前半は未知の病原体によるパンデミックの恐怖と、その対策に翻弄される人々が中心。
中心人物となる自衛隊員の廻田と、感染症学者の富樫。それぞれ、自分の過失によって人を死なせた過去を持ち、心の傷が未だ癒えずにおります。
特に富樫博士。過去の傷を忘れるためにコカインに手を出し、コカインの中毒症状によってどんどんマッドなサイエンティストと化していきます。マッドもマッド。もうこれエクソシストの世界、悪魔憑きだから。
最初に根室半島沖の石油掘削プラットフォーム、そして北海道の中標津で発見された未知の感染症というのは、致死率100%。感染後は潜伏期間も何もなく、極悪な細菌によって一気に皮膚や内臓まで爛れて死亡します。
治癒した者は、ゼロ。
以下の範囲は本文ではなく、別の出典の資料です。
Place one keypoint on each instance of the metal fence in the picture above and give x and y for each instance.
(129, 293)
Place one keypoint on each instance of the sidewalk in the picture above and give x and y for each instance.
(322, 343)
生存者も、ゼロ。
死体から採取した細菌は、これまで見たこともない特殊な形状をしたもの。
でも、その細菌は、それ自体では人体に害を及ぼすような性質ではない。
何故、感染者は未知の、無害な細菌によって無残な死体に成り果てたのか?
謎が深まる中、さらに被害は拡大し、紋別から北見、足寄、帯広に至る道東で8万人もの市民が被害にあう。
北海道中を襲うパニック。孤立する日本。迷走する政府。
忍び寄るパンデミックの危機。
…ってー!
唐突に物語は急展開し、未知の感染症の正体が明らかになるのですか。
パンデミックって、って、なにこれパンデミックじゃなくって、それなの?!
「生存者ゼロ」の文庫本解説で香山二三郎さんが、この小説後半の急展開を 岸和田だんじり祭の「やりまわし」も顔負けと評しております。上手いこと言うもんだなあコラムニストって。
その通り、まさかまさかのひっくり返りっぷりです。よもやストーリーの前半で、この正体に気付いた人はおらんめえ。
そして“未知の感染症”の原因が判明すると同時に、物語は一気呵成にパニックサスペンス物として、怒涛のごとく進んでいくのであります。
いや後半になると突然B級映画感がハンパないんだがw
これを映画で言うなら「スクワーム」か「黒い絨毯」か。私のイメージ上では「アタック・オブ・ザ・キラートマト」なんだけど分かって頂けますでしょうか。
未読の人にネタバレするのは本意じゃないので“未知の感染症”の正体については言わぬが花…って、殆ど書いてるようなもんだけどね。ほんのむし を読んだ己が不運を恨んで。
言わぬが花、なので以下は私のひとりごと。
虫といえば、いつも思い出す話がありまして。
我が娘がまだちっこかった時に、旦那のおばあちゃん(つまり娘の曾祖母)の家に遊びに行ったんですよ。
おばあちゃんの家の玄関には花壇がありまして。
娘が花壇のお花を覗き込んでいたところ
「おかーさーん、ダンゴムシ~♪」
見ると花壇のすみっこ、葉っぱのカゲに大量のダンゴムシがうじゃうじゃと!
OHHHHHHH!
当時はまだ虫キライではなかった娘は、ビビって固まる母をよそに曽祖母にも声をかける。
「おばーちゃーん、ダンゴムシ~♪」
おばあちゃん慌てず騒がず
「ああ、いっぱいいんだよな~」
と素手で大量のダンゴムシをブチブチと!
NOHHHHHHHHHHHHHHH!
生存者ゼロの世界で生き残る人間がいるとするならば、それはウチのおばーちゃんだ。